To troubleshoot these kinds of problems, here's what I'd do:
1. Disconnect positive battery cable, and connect an ammeter in series between the battery + post and the + battery cable. Make sure it's an ammeter/digital multimeter that is rated to read up to at least 2 Amps without getting fried.
2. With every electrical gadget in the car turned off, read the current. If all is well, you should see a current draw of anywhere from 10~100 milliamps. This is a ballpark figure, and assumes you'll only have things like the clock, ECU, and a few other low current electrical loads drawing current when the key is off (e.g., radio memory presets, aftermarket gauges w/memory, etc.).
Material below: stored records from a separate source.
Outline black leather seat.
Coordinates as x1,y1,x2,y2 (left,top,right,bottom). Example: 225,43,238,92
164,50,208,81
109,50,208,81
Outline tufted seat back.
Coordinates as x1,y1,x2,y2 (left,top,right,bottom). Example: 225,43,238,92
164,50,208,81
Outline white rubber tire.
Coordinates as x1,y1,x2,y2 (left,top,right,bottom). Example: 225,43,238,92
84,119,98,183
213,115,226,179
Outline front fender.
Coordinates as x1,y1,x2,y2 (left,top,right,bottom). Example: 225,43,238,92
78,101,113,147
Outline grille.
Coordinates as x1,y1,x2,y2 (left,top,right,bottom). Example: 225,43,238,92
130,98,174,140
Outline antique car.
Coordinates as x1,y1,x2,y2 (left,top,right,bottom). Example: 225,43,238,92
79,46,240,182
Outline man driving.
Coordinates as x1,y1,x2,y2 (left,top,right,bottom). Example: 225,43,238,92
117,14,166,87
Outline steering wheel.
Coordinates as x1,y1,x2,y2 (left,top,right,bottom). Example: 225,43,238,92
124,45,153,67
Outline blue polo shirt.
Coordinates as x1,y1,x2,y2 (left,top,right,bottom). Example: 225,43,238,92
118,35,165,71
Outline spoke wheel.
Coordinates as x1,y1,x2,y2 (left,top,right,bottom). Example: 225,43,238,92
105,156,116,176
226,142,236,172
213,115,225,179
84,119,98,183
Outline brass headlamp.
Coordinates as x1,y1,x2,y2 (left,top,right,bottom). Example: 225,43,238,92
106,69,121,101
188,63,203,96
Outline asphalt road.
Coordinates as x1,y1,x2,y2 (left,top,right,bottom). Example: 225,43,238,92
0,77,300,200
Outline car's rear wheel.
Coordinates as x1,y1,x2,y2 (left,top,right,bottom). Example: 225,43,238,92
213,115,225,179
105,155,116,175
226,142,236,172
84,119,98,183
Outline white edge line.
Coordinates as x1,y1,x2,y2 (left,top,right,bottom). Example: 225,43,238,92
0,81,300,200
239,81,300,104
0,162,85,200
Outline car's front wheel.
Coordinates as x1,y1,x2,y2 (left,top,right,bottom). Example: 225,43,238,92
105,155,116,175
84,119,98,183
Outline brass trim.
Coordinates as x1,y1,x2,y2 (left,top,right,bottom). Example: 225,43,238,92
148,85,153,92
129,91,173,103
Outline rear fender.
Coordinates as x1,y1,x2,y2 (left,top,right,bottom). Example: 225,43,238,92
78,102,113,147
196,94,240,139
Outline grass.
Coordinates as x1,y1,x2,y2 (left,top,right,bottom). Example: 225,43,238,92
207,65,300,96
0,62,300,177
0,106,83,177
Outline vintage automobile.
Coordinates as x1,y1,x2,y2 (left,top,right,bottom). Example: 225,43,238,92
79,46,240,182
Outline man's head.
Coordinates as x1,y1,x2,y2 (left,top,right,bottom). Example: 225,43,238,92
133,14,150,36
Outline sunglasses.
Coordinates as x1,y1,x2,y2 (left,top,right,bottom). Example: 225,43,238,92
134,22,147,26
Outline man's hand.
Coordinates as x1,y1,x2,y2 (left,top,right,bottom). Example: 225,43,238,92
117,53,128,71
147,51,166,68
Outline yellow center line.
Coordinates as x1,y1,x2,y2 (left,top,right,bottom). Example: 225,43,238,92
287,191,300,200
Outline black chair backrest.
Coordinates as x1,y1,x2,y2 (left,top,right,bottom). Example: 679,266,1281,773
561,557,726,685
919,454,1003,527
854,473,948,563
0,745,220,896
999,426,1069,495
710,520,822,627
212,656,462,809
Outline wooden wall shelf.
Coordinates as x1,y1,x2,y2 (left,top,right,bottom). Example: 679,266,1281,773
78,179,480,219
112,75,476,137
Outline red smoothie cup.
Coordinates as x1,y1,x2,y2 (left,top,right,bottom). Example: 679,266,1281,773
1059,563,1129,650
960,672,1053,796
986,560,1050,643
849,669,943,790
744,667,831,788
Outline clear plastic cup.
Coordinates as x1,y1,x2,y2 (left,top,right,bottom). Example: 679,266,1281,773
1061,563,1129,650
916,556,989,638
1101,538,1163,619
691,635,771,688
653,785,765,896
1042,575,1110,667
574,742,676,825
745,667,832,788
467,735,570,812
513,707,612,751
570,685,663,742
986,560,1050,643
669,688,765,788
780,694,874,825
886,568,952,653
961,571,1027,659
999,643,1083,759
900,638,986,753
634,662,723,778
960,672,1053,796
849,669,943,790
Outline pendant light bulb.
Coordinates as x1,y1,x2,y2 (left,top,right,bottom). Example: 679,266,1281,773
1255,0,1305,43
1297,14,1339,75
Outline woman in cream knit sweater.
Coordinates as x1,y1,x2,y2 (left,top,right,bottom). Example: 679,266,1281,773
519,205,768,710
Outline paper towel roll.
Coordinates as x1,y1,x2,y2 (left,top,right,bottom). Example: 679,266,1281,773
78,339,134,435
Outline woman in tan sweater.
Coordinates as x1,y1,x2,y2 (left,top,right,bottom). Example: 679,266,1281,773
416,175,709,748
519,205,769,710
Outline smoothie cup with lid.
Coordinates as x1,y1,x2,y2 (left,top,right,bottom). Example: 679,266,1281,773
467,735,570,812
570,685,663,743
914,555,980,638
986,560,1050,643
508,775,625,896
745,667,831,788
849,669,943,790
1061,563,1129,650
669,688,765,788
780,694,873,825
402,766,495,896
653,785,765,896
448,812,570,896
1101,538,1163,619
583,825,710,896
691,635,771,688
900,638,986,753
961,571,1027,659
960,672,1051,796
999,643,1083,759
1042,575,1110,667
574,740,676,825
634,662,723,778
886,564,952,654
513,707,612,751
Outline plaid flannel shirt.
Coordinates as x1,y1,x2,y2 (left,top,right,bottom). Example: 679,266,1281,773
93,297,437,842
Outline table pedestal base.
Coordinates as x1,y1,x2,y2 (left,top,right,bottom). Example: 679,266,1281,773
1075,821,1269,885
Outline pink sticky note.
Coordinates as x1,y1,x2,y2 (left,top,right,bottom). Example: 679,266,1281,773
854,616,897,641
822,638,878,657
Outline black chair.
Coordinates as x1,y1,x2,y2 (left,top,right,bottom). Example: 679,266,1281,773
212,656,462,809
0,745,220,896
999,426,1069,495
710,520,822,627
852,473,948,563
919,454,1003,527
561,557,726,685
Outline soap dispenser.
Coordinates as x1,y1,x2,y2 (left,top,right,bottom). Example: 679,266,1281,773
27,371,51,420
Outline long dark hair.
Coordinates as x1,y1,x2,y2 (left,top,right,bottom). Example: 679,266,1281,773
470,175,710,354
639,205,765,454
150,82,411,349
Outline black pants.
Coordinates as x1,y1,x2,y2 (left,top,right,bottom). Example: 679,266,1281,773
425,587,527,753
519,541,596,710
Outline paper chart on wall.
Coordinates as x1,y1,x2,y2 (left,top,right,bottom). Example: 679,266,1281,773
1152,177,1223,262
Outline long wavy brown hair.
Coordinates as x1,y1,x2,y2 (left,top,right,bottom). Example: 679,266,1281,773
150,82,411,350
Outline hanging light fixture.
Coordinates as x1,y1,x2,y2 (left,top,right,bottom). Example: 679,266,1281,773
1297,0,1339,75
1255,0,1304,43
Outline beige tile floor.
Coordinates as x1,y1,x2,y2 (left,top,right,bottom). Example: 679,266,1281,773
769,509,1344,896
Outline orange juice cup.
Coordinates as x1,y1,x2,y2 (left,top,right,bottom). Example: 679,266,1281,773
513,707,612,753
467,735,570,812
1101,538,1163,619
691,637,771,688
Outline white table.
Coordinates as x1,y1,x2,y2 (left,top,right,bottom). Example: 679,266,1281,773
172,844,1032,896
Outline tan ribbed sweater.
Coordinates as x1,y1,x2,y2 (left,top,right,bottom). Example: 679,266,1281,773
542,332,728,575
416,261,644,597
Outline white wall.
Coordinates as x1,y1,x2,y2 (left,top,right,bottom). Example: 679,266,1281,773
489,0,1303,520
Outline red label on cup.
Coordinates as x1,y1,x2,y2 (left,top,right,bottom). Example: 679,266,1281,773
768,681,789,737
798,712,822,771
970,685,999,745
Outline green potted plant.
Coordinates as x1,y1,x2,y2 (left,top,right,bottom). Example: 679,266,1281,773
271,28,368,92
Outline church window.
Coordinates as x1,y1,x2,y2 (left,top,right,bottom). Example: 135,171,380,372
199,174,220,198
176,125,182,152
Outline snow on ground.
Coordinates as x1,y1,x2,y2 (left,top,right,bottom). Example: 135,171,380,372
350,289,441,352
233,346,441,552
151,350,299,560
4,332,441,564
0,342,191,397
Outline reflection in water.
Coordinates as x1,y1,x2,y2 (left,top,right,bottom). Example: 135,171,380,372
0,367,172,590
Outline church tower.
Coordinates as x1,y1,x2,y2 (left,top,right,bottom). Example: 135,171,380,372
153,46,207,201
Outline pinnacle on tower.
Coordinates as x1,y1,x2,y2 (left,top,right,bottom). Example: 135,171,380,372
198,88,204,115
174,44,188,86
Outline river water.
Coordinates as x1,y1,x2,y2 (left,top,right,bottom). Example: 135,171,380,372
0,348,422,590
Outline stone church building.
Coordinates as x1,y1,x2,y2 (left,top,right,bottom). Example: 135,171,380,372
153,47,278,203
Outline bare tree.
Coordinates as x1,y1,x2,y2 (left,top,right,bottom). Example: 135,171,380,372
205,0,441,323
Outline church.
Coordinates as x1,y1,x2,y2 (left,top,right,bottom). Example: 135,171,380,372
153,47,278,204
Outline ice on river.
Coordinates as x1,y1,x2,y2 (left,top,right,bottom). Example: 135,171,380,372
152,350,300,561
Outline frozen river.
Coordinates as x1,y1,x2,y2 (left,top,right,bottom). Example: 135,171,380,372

This is normal.
3. If you read anything significantly higher than this (you were reading ~580mA), either something is on that shouldn't be on that you may have missed (e.g., glovebox light on when the door is closed?) or you have a short or defective circuit component somewhere. Start by looking closely at ALL the lights, and verifying that none are on.
4. If that test passes, then with the ammeter still connected, you'll want to remove fuses one-by-one in sequence, observing the ammeter each time you remove one. If the current draw drops significantly, you'll know you have a problem within the circuit whose fuse you just removed. Time to crack out the FSM/wiring diagrams and start troubleshooting that particular circuit.